Britain is bracing for the largest rail strike in 33 years this week and more labour unrest is expected over the summer as unions demand higher wages to offset the soaring cost of living.
The National Union of Rail, Maritime and Transport Workers (RMT), which represents 40,000 railway workers, plans to go ahead with a national strike on Tuesday, Thursday and Saturday in a dispute that centres around pay and job security. The union is also holding a one-day walkout on Tuesday that will affect the London Underground.
The Associated Society of Locomotive Engineers and Firemen, which represents train drivers, also plans a series of strikes in June and July that will further cripple several rail services.
The strikes are the biggest to hit the railways since 1989 and they will impact millions of commuters. The job action also coincides with several big summer events such as the Glastonbury music festival and Wimbledon. The dispute has also forced Eurostar to cancel 41 trains from London to France, Belgium and the Netherlands over the next week.
Kate Nicholls, chief executive of industry group UK Hospitality, estimated that the RMT strike will cost the country’s tourism sector more than £1-billion.
Most of the RMT members work at Network Rail, which owns and maintains all rail lines across the country. It also manages 20 train stations in several cities including in Manchester, Glasgow, Edinburgh and Birmingham. Train services are operated by separate companies, which bid for franchises to run specific routes. National Rail has warned of widespread service disruptions including on non-strike days because of a spillover effect.
Wage growth has become a major issue for labour leaders as Britain faces a surge in inflation driven partly by the war in Ukraine, which has pushed up the price of oil and many agricultural commodities. Inflation has been running at 9 per cent this spring and the Bank of England expects it to rise above 11 per cent by October.
Unions representing teachers, health care workers, London bus drivers and lawyers have indicated that they too will go on strike this summer if they don’t receive wage settlements that take into account the inflation rate.
Christina McAnea, general secretary of Unison, which is one of Britain’s largest trade unions, told delegates at a conference last week to get “strike-ready.”

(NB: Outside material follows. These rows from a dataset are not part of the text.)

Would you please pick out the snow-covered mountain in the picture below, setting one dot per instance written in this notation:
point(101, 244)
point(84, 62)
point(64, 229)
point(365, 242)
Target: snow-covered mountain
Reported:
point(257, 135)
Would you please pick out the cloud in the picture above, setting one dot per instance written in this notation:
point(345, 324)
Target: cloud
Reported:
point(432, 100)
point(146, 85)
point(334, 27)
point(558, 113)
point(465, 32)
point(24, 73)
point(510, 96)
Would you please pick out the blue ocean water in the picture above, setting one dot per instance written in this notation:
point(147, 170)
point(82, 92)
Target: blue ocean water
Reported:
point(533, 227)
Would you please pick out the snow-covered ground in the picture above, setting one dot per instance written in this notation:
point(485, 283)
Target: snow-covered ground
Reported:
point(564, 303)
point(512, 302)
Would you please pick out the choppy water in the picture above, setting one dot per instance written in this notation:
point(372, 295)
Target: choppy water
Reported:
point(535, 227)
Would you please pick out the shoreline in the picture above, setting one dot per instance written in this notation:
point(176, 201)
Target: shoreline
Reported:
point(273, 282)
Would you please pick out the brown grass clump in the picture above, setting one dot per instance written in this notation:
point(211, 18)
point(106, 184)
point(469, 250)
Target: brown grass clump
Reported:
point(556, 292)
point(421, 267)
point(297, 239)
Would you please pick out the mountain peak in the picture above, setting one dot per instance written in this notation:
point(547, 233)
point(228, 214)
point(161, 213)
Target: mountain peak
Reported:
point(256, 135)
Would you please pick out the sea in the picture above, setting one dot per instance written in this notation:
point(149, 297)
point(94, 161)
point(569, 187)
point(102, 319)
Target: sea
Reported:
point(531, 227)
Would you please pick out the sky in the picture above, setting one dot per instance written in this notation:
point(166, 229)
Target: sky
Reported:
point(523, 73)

“If we have to, we will strike, to protect public service workers and the public services we all depend on,” she told the meeting. “Are we going to sit back and let the liars, cheats and fraudsters in Westminster get away with saying they won’t give us a proper pay rise?”
Negotiations between the RMT and Network Rail have been continuing for weeks but the talks broke down on the weekend. The union rejected an offer that included a 2-per-cent wage increase plus a further 1-per-cent hike based on productivity improvements. RMT general secretary Mick Lynch said the proposal was insufficient given Britain’s rate of inflation.
“I think there are going to be many unions balloting across the country, because people can’t take it any more,” Mr. Lynch told Sky News on Sunday. “We have got people doing full-time jobs who are having to take state benefits and use food banks. That is a national disgrace.”
Andrew Haines, Network Rail chief executive, confirmed that talks had not progressed but he called the strike needless. “Make no mistake, the level of service we will be able to offer will be significantly compromised and passengers need to take that into account and to plan ahead and only travel if it’s really necessary to do so,” he said on Saturday.
Transport Secretary Grant Shapps said the RMT’s decision to strike was a “stunt” and he added that it would inconvenience millions of people including key workers and those trying to get to hospital appointments. “The unions have been gunning for this strike throughout. This strike is completely unnecessary,” Mr. Shapps said Sunday. “It is no way to behave on the railway. There is no advantage to this.”
Network Rail is a public-sector body that operates independently from government but it receives substantial taxpayer support. During the pandemic, the government kicked in around £16-billion to keep the rail network afloat.
The fight for higher wages comes as the government and rail operators have been moving to cut costs because of the impact of the pandemic. While all COVID-19 restrictions in Britain were lifted months ago, train ridership remains roughly 25 per cent below pre-pandemic levels.
The industry has been trying to modernize its operations by using more technology to do maintenance jobs. Network Rail has said that it wants to cut up to 2,500 jobs through voluntary severance as part of a plan to reduce spending by £2-billion. The Sunday Times reported that the business also plans to phase out all ticket offices and force passengers to buy tickets online.